Avengers: No Road Home

The War of the Realms, Jason Aaron’s epic Thor-rooted conflict encompassing every corner of Norse cosmology, has been building for years, and is now mere months away. All the banners atop my comics tell me so.

But in another mythological corner of the Marvel Universe, conflict has already come and gone. The hallowed spires of Olympus lie in ruins and the Greek-inspired gods and demigods who inhabited that otherworldly paradise have been slaughtered. Time to assemble the Avengers B-team!

Towards the end of Marvel’s problematic Legacy initiative, Mark Waid, Al Ewing, and Jim Zub bravely embarked on the highly ambitious Avengers: No Surrender project, a weekly Avengers story that hearkened back to some of the greatest adventures of Earth’s Mightiest Heroes. There was cosmic gamesmanship courtesy of the Grandmaster; a journey through the team’s storied past via the introduction of Voyager; and classic character team-ups, combining long-time fan-favorites and new blood alike. It was solicited with minimal fanfare (especially as preparations were in place for the “Fresh Start”), and ended up being a rousing success.

One of the reasons No Surrender seemed to worked so well is because these writers were each able to bring to the party a special affinity for certain B-list heroes. So, as an encore, while Jason Aaron is busy putting together the single most powerful iteration of the Avengers ever conceived (granted, with his own curious collection of fun also-rans — I see you, Agents of Wakanda), Waid, Ewing, and Zub embark on another self-contained epic involving an oddball assemblage of some clearly personal faves. The weekly Avengers: No Road Home premieres this week.

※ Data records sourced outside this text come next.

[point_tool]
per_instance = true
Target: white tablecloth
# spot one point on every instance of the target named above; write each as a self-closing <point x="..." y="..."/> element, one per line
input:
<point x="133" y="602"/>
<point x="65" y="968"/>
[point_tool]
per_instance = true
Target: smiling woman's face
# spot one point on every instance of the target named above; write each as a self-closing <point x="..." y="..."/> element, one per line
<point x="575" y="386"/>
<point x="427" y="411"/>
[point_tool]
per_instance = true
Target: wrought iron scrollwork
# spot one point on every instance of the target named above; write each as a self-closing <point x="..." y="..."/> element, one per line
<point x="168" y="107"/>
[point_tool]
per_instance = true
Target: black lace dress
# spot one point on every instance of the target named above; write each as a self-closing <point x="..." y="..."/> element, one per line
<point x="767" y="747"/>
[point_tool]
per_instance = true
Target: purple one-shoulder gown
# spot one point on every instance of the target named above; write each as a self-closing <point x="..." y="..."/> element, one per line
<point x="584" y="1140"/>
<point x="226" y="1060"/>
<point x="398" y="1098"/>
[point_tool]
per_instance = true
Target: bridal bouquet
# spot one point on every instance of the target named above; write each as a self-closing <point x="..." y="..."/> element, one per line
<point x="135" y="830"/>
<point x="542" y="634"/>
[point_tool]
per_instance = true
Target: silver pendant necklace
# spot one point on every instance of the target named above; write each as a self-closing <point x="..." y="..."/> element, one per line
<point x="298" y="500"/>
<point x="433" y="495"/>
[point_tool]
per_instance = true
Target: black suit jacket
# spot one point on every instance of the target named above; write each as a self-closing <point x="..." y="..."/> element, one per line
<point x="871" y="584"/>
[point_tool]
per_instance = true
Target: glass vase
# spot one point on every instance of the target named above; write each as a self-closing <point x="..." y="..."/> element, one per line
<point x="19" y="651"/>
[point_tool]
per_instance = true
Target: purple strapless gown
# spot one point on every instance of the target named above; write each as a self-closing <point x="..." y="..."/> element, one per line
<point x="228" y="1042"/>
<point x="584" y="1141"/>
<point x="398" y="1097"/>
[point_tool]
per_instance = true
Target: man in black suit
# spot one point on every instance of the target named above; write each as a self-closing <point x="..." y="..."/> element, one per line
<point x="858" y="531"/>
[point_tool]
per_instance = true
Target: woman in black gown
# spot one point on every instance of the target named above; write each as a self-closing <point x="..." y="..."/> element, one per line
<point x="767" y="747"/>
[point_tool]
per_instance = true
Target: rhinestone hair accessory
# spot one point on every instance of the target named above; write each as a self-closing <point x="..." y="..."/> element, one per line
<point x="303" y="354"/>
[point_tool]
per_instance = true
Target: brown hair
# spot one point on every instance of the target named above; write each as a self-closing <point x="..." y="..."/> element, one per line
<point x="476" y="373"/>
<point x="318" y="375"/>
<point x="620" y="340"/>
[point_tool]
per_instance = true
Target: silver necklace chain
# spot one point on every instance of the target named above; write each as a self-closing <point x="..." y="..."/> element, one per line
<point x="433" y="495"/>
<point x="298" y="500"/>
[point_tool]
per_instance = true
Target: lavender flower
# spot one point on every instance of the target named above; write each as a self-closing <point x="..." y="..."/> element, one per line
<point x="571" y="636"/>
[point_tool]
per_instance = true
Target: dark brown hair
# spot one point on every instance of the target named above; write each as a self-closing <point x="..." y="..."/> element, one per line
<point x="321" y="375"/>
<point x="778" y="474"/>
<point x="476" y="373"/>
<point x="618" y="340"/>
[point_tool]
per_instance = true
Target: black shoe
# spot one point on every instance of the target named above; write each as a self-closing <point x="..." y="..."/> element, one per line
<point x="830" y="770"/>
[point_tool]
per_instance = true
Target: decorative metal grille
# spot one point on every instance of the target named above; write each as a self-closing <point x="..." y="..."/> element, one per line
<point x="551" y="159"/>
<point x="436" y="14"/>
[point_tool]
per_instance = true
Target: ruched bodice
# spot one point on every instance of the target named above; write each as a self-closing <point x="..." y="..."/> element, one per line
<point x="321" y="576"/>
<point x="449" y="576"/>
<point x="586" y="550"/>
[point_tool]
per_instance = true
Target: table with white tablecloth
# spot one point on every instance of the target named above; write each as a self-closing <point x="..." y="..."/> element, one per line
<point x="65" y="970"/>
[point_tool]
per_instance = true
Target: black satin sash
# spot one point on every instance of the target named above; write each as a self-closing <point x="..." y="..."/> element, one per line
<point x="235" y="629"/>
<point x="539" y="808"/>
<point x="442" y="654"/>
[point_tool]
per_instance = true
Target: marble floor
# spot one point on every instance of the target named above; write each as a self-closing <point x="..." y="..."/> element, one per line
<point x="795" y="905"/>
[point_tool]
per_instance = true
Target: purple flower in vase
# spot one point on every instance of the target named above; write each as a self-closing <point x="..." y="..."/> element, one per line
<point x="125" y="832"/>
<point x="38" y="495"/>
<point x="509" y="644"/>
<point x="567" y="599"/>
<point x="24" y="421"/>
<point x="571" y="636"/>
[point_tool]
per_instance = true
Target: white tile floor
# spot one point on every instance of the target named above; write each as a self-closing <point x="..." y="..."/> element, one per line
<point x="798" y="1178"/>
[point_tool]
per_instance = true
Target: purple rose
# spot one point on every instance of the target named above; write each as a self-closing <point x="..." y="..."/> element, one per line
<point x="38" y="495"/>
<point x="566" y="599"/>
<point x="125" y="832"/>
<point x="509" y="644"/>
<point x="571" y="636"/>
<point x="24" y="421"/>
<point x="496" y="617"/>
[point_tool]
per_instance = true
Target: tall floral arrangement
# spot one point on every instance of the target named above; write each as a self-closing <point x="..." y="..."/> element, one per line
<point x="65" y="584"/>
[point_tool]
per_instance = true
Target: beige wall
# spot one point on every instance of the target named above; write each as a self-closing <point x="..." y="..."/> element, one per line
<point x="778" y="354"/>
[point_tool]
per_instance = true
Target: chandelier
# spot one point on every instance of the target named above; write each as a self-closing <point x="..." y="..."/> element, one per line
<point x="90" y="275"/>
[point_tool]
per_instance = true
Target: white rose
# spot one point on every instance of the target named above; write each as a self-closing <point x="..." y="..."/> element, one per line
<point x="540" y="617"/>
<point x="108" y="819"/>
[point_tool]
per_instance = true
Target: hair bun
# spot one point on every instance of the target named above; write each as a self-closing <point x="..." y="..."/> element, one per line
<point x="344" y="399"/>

Voyager is back, that erstwhile Avenging daughter of the Grandmaster, along with Hercules, Vision & Scarlet Witch, Rocket Raccoon for some reason, and Hawkeye. Al Ewing’s crazy-ass fingers are all over this, because we also get, reappearing from his U.S.Avengers and Ultimates runs, Dr. Toni Ho, Blue Marvel, and Monica “Spectrum” Rambeau. And, because there isn’t anything better on the superhero racks right now than his Immortal Hulk, Ewing also treats us to the inclusion of the scariest version of the Green Goliath in Marvel history. Conversations between Hulk and Hawkeye promise to be awkward.

They have to contend with the latest deadliest-enemy-ever, this time a mysterious figure who goes by Nyx, Queen of the Night. She trounces a town of gods and has her vacuous eyes set on more carnage, so the stakes are appropriately high. These first few issues promise fantastic pencils by Paco Medina and, if No Surrender is any indication, we won’t have to worry about the kind of dropoffs in art quality that often plague series on this kind of schedule. What I do have to worry about, apparently, is what Marvel is thinking by giving this book a consecutive “Legacy” numbering that folds into the other Avengers book. I’m a completionist, guys. Don’t confuse me. Is this its own series, or is it part of the larger Avengers continuum? The first issue of NRH has a Legacy number of 708… while the most recent issue of Aaron’s Avengers is Legacy number 705. But both of these Avengers books are being solicited into the future… I don’t get it. There’s something someone isn’t telling us.

Speaking of conspiracies, does anyone else find it interesting that, right after Aaron and McGuinness knock off all the Eternals in the first arc of the aforementioned Avengers book, Waid, Ewing and Zub wipe out the Olympian gods whose names inspired those Kirby-created immortals? All while Marvel Studios is ramping up action on an upcoming Eternals entry into the MCU? Don’t feed me the tail-wagging-the-dog line; they KNOW something!